Ever since, they’d been looking for revenge. That’s coming up on three months now and, so far, I’ve managed to keep out of their way.
I can’t say for sure that I caused George’s death. Or anybody else’s, for that matter. But just in case, I’d kept my lips sealed since that day. Not a word passed them, not when I was alone, and not when three Findlay assholes were chasing me. I was pretty sure I wasn’t going to like what they did to me when they caught me.
And they absolutely were going to catch me, because I’d run headlong into a wall. I bounced off it and collapsed onto the cracked pavement beside a steel door coated in faded orange paint. I lay there, my head spinning, big black blotches flying around me like moths. Blood dribbled down my face as I gasped like a catfish left high and dry on the bank.
The peeling cinderblock wall had not been there last night. It shouldn’t have been there today. I lay there with my hands on my nose, trying to stop cascade of blood and catch my breath, all the while waiting for the Findlays to catch up and stomp my head to a pulp. They hadn’t been far behind. I’d been leaving the post office when three of them had driven by. I’d shifted into a sprint as Josie and Lee had hopped out to chase me. Earl raced ahead to cut me off. Ha! Joke’s on him. He’d be waiting awhile.
It wasn’t much revenge, but you take your triumphs when you can.
I heard the rattle of the steel door unlatching and tensed. It swung open. The corner caught my shoulder and I swore. “Watch it, asshole,” I moaned.
I was aware of someone standing in the doorway looking down at me. I tried to imagine what he saw: a scrawny chick with a giant lump on her forehead, dirty blond hair frizzed up from the humidity, and legs that could be tanned or could be dirty. For the record, they were both. Oh, and then there was all the blood.
“Looks like that hurt.”
I was still gasping, so I flipped the owner of the voice the bird. Cuz right now, stat
ing the obvious was really not helping.
“You going to lay there all day?”
I could hear some kind of accent, but it was faded, like threadbare fabric so thin it almost isn’t there anymore.
“Nope.” I managed the word, though my lips felt puffy.
“When do you plan to rise up?”
“Not going to.”
Silence. The shadow moved and then the voice came from closer as the man crouched down. A big blunt finger ran down my cheek. “I am intrigued.”
Bully for him.
“How do you plan to leave if you don’t get up?”
“Pretty sure the Findlays will be along any minute to drag me off,” I said.
“Friends?”
“Not so you’d notice.”
“Enemies, then.”
“That’s closer.” I was starting to breathe easier, but my vision still hadn’t cleared up. My head ached like someone had cracked it with a sledgehammer.
“Perhaps they won’t find you.”
“If not today then tomorrow or the next day.”
I couldn’t keep ahead of them forever.
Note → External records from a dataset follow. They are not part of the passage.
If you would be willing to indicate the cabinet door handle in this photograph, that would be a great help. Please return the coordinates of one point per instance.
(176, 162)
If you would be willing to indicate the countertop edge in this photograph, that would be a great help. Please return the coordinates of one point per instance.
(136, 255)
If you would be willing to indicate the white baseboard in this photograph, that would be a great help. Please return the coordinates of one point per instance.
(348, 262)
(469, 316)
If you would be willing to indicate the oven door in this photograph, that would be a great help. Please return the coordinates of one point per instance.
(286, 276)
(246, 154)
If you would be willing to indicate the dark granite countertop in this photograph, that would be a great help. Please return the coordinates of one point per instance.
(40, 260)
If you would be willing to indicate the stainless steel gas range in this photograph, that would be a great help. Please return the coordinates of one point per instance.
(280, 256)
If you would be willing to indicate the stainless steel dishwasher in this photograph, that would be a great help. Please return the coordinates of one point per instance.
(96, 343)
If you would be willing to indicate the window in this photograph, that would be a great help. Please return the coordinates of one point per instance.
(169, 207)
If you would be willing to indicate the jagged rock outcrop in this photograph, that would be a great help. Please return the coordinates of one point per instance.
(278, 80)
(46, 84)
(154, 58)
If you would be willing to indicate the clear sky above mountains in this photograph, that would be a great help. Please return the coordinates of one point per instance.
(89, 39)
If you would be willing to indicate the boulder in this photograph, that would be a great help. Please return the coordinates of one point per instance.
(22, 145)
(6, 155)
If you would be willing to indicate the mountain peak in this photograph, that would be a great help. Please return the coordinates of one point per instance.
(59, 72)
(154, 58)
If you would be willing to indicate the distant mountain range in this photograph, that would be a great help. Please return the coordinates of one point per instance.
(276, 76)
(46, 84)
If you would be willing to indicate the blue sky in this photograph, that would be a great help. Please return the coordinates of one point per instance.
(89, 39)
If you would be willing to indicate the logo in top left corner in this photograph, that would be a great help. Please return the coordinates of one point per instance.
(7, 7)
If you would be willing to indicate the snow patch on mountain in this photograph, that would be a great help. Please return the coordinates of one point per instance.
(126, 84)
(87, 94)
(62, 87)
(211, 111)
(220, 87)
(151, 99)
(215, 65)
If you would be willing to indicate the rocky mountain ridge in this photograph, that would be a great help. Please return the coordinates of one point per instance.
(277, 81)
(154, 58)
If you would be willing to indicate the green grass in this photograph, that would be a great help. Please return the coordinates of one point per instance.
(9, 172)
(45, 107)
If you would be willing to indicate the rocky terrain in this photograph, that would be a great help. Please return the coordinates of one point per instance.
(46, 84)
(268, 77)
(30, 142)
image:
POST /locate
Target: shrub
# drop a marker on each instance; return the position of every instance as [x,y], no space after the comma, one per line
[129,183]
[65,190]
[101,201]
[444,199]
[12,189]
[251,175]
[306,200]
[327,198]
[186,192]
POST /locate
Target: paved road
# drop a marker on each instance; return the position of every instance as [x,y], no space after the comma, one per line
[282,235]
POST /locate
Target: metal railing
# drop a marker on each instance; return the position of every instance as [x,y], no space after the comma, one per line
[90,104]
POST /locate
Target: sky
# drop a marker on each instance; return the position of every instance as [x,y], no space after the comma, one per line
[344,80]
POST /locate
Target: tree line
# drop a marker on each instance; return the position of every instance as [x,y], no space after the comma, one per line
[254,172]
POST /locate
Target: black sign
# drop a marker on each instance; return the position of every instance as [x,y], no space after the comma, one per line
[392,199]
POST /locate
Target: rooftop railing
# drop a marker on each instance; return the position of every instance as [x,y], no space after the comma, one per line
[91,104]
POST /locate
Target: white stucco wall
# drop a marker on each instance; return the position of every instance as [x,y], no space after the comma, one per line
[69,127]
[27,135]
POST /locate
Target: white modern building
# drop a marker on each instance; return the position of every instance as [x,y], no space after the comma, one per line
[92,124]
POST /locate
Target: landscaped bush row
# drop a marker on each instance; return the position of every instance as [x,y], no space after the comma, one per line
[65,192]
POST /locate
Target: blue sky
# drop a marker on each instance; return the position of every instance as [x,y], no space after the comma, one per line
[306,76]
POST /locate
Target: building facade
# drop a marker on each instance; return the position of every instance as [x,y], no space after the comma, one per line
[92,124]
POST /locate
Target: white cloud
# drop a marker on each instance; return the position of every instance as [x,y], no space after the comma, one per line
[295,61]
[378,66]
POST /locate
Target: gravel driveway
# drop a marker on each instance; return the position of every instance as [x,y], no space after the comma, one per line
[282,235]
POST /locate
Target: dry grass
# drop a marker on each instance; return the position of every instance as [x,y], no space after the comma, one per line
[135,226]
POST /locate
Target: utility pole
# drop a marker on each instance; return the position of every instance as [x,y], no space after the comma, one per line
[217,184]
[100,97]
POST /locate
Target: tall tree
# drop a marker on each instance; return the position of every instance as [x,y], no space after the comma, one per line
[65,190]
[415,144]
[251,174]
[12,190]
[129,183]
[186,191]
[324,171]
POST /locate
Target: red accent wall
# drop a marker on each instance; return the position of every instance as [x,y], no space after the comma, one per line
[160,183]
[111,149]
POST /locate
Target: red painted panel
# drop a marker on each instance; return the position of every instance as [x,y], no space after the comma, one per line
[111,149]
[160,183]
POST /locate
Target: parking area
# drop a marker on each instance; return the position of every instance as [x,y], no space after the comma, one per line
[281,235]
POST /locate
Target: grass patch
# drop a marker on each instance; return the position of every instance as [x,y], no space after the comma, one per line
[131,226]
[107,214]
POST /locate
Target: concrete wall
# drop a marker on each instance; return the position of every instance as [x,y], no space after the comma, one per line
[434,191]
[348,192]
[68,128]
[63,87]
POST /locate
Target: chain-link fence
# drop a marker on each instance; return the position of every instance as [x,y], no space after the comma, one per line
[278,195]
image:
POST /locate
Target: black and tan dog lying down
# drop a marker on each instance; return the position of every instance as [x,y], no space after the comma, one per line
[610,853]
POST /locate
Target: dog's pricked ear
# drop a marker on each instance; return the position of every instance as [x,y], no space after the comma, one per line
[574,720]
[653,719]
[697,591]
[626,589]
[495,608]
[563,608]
I was getting tired of leaving the house before dawn and sneaking back whenever they weren’t looking. Not that they put that much effort into catching me. Too lazy, thank God; every single one of them had the attention span of a gnat on an acid trip. When they saw me, they chased, and when they thought of it, they dropped by to graffiti my trailer.
On the other hand, they knew I wasn’t going anywhere fast, and that they’d eventually corner me, and that nobody would bother to help me when they did. They’d noticed I hadn’t been throwing any curses at them, so they’d stopped going out of their way to think up ways to trap me or knock me out, so I’d run myself into a rock wall just to show them.
“They’re what you’d call tenacious. Rabidly tenacious.”
“Come.”
It might have been a command or an invitation or both, but it didn’t matter how I might have responded because he grabbed the waistband of my jeans and dragged me close, then lifted me up and carried me inside.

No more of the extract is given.